Shielding islets with human amniotic epithelial cells enhances islet engraftment and revascularization in a murine diabetes model. - Université de Lille
Article Dans Une Revue American Journal of Transplantation Année : 2020

Shielding islets with human amniotic epithelial cells enhances islet engraftment and revascularization in a murine diabetes model.

Fanny Lebreton
  • Fonction : Auteur
Kevin Bellofatto
  • Fonction : Auteur
Charles H. Wassmer
  • Fonction : Auteur
Lisa Perez
  • Fonction : Auteur
Vanessa Lavallard
  • Fonction : Auteur
Géraldine Parnaud
  • Fonction : Auteur
David Cottet-Dumoulin
  • Fonction : Auteur
Domenico Bosco
  • Fonction : Auteur
Véronique Othenin-Girard
  • Fonction : Auteur
Begona Martinez de Tejada
  • Fonction : Auteur
Ekaterine Berishvili
  • Fonction : Auteur

Résumé

Hypoxia is a major cause of considerable islet loss during the early posttransplant period.

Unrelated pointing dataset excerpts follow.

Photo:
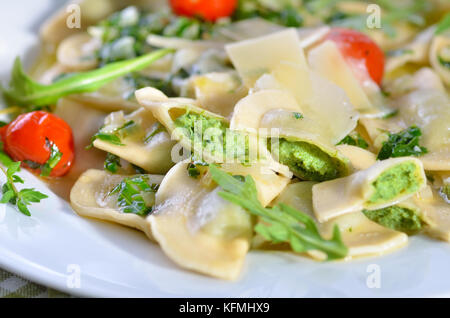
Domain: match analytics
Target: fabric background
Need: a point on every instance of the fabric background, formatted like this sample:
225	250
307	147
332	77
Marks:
12	286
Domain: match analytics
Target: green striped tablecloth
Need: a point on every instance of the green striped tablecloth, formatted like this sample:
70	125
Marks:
12	286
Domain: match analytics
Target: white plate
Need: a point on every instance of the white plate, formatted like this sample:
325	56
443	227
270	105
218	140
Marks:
54	243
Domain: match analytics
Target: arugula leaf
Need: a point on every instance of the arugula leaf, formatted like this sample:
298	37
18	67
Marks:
354	140
443	25
403	144
280	223
444	192
156	129
193	169
133	195
23	91
114	137
10	194
55	158
112	163
298	115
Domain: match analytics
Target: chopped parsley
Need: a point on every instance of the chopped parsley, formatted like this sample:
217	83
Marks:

Here, we investigate whether shielding islets with human amniotic epithelial cells (hAECs), which possess anti-inflammatory and regenerative properties, improves islet engraftment and survival. Shielded islets were generated on agarose microwells by mixing rat islets (RIs) or human islets (HI) and hAECs (100 hAECs/IEQ). Islet secretory function and viability were assessed after culture in hypoxia (1% O2) or normoxia (21% O2) in vitro. In vivo function was evaluated after transplant under the kidney capsule of diabetic immunodeficient mice. Graft morphology and vascularization were evaluated by immunohistochemistry. Both shielded RIs and HIs show higher viability and increased glucose-stimulated insulin secretion after exposure to hypoxia in vitro compared with control islets. Transplant of shielded islets results in considerably earlier normoglycemia and vascularization, an enhanced glucose tolerance, and a higher β cell mass. Our results show that hAECs have a clear cytoprotective effect against hypoxic damages in vitro. This strategy improves β cell mass engraftment and islet revascularization, leading to an improved capacity of islets to reverse hyperglycemia, and could be rapidly applicable in the clinical situation seeing that the modification to HIs are minor.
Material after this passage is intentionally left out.